Supratentorial ependymoma

Case contributed by Ralph Nelson
Diagnosis certain

Presentation

Papilledema noted by his optometrist. No history of cancer.

Patient Data

Age: 17 years
Gender: Male
ct

Heterogeous lesion measuring approximately 2.5 x 1.5 x 1.8 cm in the vicinity of the pineal gland with solid slightly hyperdense component and some intrinsic hypodense areas, suggestive of cystic components. A focus of coarse calcification in its superoposterior aspect as well as other tiny suspected microcalcified foci. The lesion is in contact with the superoposterior aspect of the midbrain, tectal plate, as well as the adjacent venous structures. There is associated obstruction of the cerebral aqueduct, resulting to secondary dilatation of the supratentorial ventricular system. There is mild periventricular transependymal edema. 

No midline shift. No other suspicious intra- or extra-axial focal lesion. 

One day later

mri

Redemonstration of a solid-cystic mass in the region of the pineal gland, which is not individualized from the lesion. The lesion measures approximately 2.3 x 1.7 x 1.7 cm, coming in close contact with the confluence of the bilateral internal cerebral veins. The solid component of the lesion follows cortical signal with faint and irregular post-contrast enhancement and restricted diffusion. The lesion blunts the posterior aspect of the third ventricle and extends through the aqueduct, causing obstruction and posterosuperior displacement of the tectal plate.

Moderate secondary dilatation of the ventricular system with mild periventricular transependymal flow. The fourth ventricle is of normal caliber. No significant effacement of the extra-axial CSF spaces.

No midline shift.

No evidence of leptomeningeal nodular enhancement. 

No other intra or extra-axial focal lesion.

Prior to resection, the patient's mass was endoscopically biopsied; results came back inconclusive between an ependymoma and a papillary tumor of the pineal region (PTPR). Subsequently, the mass was partly excised and histopathology then confirmed it to be an “ependymoma, papillary variant, with increased proliferative activity”.

Histology

Microscopic description:

Specimen A: Tiny fragments of grey matter. No tumor.

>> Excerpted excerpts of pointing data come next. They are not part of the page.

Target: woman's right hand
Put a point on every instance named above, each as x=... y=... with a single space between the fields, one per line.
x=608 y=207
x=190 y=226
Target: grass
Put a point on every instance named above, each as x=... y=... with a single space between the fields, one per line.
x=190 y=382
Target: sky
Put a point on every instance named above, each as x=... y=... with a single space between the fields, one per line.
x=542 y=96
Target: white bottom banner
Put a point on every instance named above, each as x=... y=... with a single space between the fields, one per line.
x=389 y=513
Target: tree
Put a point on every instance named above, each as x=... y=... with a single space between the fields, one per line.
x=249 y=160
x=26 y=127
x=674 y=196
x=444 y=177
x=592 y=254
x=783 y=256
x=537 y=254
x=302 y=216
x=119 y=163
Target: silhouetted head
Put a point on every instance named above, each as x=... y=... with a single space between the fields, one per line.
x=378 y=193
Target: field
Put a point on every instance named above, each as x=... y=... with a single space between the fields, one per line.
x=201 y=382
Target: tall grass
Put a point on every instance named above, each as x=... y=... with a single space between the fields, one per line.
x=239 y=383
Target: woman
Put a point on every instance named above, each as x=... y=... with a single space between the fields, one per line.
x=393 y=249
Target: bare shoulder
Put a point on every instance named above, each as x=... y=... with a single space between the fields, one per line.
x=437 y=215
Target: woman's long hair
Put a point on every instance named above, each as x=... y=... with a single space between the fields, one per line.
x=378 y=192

Specimen B and C: Moderately cellular tumor composed of isomorphic elongated tumor cells with oval euchromatic nuclei arranged in sheets, with perivascular pseudorosettes, occasional true ependymal rosettes, and true papillae covered by polarized ciliated tumor cells. No microvascular proliferation, no necrosis. Approx. 2 mitoses/10 HPF.

Immunophenotype:

  • GFAP: very focally positive in perivascular cell processes
  • EMA: prominent apical staining on surface of true papillae as well as focal dot-like cytoplasmic staining
  • CK8/18: extensive positivity, especially in perivascular cell processes
  • Chromogranin: negative
  • Cyclin D1: weak to moderate nuclear staining in 5-10% of tumor cells
  • Ki67: mostly 10% labeling , but focally up to 20% (estimated) 

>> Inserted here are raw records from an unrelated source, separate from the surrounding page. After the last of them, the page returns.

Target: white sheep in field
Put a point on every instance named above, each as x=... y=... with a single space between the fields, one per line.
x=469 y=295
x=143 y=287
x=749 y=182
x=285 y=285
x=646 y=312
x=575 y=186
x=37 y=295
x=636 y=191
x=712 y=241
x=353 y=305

Specimen D: Fragments of tumor with severe crush artifact and small fragments of gliotic grey matter.

Diagnosis: Ependymoma, papillary variant, with increased proliferative activity.

The patient went on to receive adjuvant therapy with focal radiation in the form of proton beam therapy, which is recommended over photon beam therapy, for its property of sparing normal tissue.

One mth later post re...

mri

One mth later post resection & endoscopic 3rd ventriculostomy

Expected postsurgical changes related to right parieto-occipital craniotomy.

The surgical bed is clear.

No abnormal signal change or enhancement to suggest recurrence.

Case Discussion

The patient was found to have signs of raised intracranial pressure, an unusual feature for a supratentorial ependymoma, which usually presents with headache, seizures or/and focal neurological deficits.

The imaging findings were typical for an ependymoma: on CT, the mass was isodense relative to gray matter and contained both (micro)calcifications and cystic components. On MRI, the mass's solid component demonstrated isointensity relative to gray matter on T1WI (not shown) and hyperintensity on T2WI with heterogeneous enhancement post-gadolinium.

This patient's histologically confirmed papillary ependymoma did not involve his spinal cord. Ependymoma grading is reported to be less useful, but as per our pathologists, “increased proliferative activity” lesions have been associated with worse outcome.

Supratentorial ependymomas - rare primary tumors of the central nervous system - are thought to arise from the lining of cerebral ventricles or the spinal cord central canal. However, recent studies suggest that radial glial stem cells are the cell of origin. Surgical resection and radiotherapy are the mainstay of treatment. 

So far, one-year post-resection and adjuvant proton radiotherapy, the patient remains free of disease recurrence.